During the investor call, Hess President and COO Gregory Hill said the company executed pilots of 60-stage completions with increased proppant loading, which resulted in a 10% to 15% uplift in IP180.
“As a result, we’ve increased our EUR from our Bakken acreage to 2 billion barrels of oil equivalent from our previous 1.7 billion barrels of oil equivalent,” Hill said.
David Trice, executive vice president of E&P at EOG Resources, said during the company’s fourth-quarter 2017 investor call that EOG’s focus in the Bakken last year was on drawing down its inventory of legacy drilled but uncompleted wells (DUCs), which he said were not drilled with the company’s recent precision targeting techniques.
“Once we completed our inventory of DUCs, we completed a few fantastic wells in both the Bakken and the Three Forks targets,” Trice said.
EOG’s Bakken production, however, receded last year from its June production peak of 70,115 bbl/d, according to shaleprofile.com. By January EOG was producing 46,344 bbl/d, a 34% decline.

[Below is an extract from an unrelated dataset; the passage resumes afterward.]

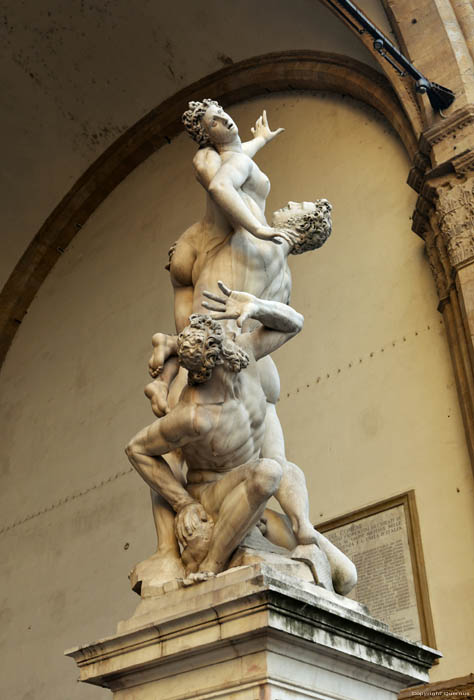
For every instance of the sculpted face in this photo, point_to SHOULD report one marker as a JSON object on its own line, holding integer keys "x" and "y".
{"x": 219, "y": 126}
{"x": 310, "y": 221}
{"x": 286, "y": 216}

EOG plans to complete about 20 wells this year in the Bakken Core and Antelope extension compared to the 35 it completed in 2017. Its Bakken/Three Forks completions feature 2,560-m (8,400-ft) laterals with 198-m (650-ft) spacing.
“We’ll also drill a number of step-out wells in the Bakken Lite and other areas to continue testing and redefining our latest precision targeting and advanced completions outside our core operating areas,” according to Trice.
Over the past two years, EOG has reduced well costs by more than one-third, down to $4.6 million per well last year, he said.
“We expect to continue lowering costs through a recently implemented seasonal drilling and completion program,” Trice said. “Wells are drilled year-round, then completed mostly during the summer. This program will eliminate the additional expense incurred by handling water during the freezing winter months and dealing with road restrictions during breakup.”
ConocoPhillips is applying its own technologyenhanced completion optimizations across the Eagle Ford, Delaware and Bakken resource plays. According to a 2018 investor presentation, the company is expecting to maintain a production level of 70,000 boe/d through 2020.
According to shaleprofile.com, ConocoPhillips’ production in the Bakken has steadily increased since December 2016 from 49,186 bbl/d to 79,453 bbl/d in January 2018.
Whiting is North Dakota’s second leading producer, behind Continental Resources, producing 103,897 bbl/d in January. The company reported in its fourthquarter 2017 investor presentation that it expects to increase its overall boe production compared to last year by 9% to 128,400 boe/d. To improve recoveries, Whiting has tweaked its completion designs in the Williston Basin over the past eight years to its Generation 4 completions. According to a 2018 company investor presentation, its Generation 1 completions, which the company ran from 2010 to 2012, featured 240 lb/ft of proppant, 115.8-m (380-ft) stage spacings and 115.8-m cluster spacings, along with a ball-and-sleeve and packer completion.
In 2018 Whiting will apply completions that feature 600 lb/ft to 1,200 lb/ft of proppant, 60.9-m to 91.4-m (200-ft to 300-ft) stage spacings and 9.1-m to 15.2-m (30-ft to 50-ft) cluster spacings, with cemented liner plug and perf. The company expects well costs to range from $6.5 million to $7.1 million, according to the investor presentation.